Spain’s interior ministry has arrested four members of a major Mexican drug-trafficking cartel, including the cousin of Mexico’s most wanted man.

The four men, who belong to Sinaloa cartel, one of the biggest criminal organisations in the world, were  arrested near their hotels in the capital Madrid, the ministry said in a statement on Friday.

The statement gave the names of the men as Jesus Gutierrez Guzman, Rafael Humberto Celaya Valenzuela, Samuel Zazueta Valenzuela and Jesus Gonzalo Palazuelos Soto.

But the statement did not say precisely when the arrests were made, and when called by phone ministry officials could not immediately give exact details of the dates.

The ministry said the cartel wanted to make Spain a gateway for operations in Europe, even carrying out test runs using shipping containers without drugs, said the Associated Press news agency.

But investigators managed to monitor many of the group’s activities and intercepted a container carrying 373kg of cocaine in late July before moving in to make the arrests.

“Our country was going to be used as a point of entry for large shipments of narcotics,” the ministry said in a statement.

‘Dark Waters’

Jesus Gutierrez Guzman is alleged to be the cousin of Joaquin Archivaldo Guzman, known as El Chapo, the leader of the cartel and Mexico’s most wanted man.

Since escaping prison in 2001, Joaquin Archivaldo Guzman has run the Sinaloa cartel, one of Mexico’s two most powerful drug-organisations, from a series of hideouts and safe houses across Mexico. 

The joint operation against the cartel, dubbed Dark Waters, began in 2009. Officials said it was made possible thanks to agents using “the most modern research techniques”, which had at all times been supervised by judges and prosecutors.

The ministry’s statement said “the bulk” of the investigation was carried out in the United States.  

The news caused a splash across Mexican media when it emerged that one of the suspects was linked to Mexico’s Institutional Revolutionary Party or PRI, whose candidate won July’s presidential election.  

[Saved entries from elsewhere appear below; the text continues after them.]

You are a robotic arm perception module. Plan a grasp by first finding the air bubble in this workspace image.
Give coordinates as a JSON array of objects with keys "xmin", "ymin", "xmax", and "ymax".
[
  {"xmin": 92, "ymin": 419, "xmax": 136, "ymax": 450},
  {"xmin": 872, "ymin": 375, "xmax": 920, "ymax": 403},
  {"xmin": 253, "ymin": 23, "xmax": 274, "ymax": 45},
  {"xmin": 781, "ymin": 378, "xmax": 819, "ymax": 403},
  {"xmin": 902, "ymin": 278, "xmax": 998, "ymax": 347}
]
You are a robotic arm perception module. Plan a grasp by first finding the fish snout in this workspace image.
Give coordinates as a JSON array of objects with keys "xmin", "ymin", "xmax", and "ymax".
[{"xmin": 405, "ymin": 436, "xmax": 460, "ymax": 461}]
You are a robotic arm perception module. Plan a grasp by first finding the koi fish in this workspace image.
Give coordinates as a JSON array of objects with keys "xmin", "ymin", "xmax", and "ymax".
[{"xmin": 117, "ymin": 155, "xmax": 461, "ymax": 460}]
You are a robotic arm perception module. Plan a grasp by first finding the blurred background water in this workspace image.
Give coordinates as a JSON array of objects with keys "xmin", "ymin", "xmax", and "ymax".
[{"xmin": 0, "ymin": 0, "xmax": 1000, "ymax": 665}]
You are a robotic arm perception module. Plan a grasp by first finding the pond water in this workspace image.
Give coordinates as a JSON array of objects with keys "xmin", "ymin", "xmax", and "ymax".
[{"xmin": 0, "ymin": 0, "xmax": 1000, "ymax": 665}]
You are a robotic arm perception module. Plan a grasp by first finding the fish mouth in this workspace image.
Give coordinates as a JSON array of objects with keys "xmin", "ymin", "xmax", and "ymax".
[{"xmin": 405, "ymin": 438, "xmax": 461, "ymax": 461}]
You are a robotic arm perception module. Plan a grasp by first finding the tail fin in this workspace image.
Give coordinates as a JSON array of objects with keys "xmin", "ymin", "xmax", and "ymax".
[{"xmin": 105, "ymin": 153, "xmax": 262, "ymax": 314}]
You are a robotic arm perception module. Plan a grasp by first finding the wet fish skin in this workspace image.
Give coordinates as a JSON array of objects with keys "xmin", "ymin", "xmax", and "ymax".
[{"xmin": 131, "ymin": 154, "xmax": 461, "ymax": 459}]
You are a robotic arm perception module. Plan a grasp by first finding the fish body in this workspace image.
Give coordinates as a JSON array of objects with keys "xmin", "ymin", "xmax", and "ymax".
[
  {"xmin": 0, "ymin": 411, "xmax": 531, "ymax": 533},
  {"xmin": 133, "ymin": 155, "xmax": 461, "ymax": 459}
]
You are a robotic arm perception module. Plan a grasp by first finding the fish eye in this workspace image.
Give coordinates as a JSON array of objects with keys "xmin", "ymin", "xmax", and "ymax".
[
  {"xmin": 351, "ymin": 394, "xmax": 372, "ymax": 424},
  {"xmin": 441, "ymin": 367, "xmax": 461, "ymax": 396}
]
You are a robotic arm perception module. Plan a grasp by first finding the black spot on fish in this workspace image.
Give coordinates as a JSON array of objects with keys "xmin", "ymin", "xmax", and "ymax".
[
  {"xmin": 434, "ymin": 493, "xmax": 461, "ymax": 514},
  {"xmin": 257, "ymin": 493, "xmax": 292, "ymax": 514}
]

Rafael Celaya had applied to be a PRI candidate for federal deputy for the northern state of Sonora in the July poll, but was unsuccessful, according to the official party website.  

A photo on Celaya’s Facebook page also showed him standing next to incoming president Enrique Pena Nieto at a campaign event.  

A PRI official said the party was looking into the matter and would release a statement on it later.

The Sinaloa cartel and its allies have been waging a brutal war against the paramilitary Zetas cartel across Mexico, often carrying out mass killings that have left hundreds of dismembered bodies dumped in public places.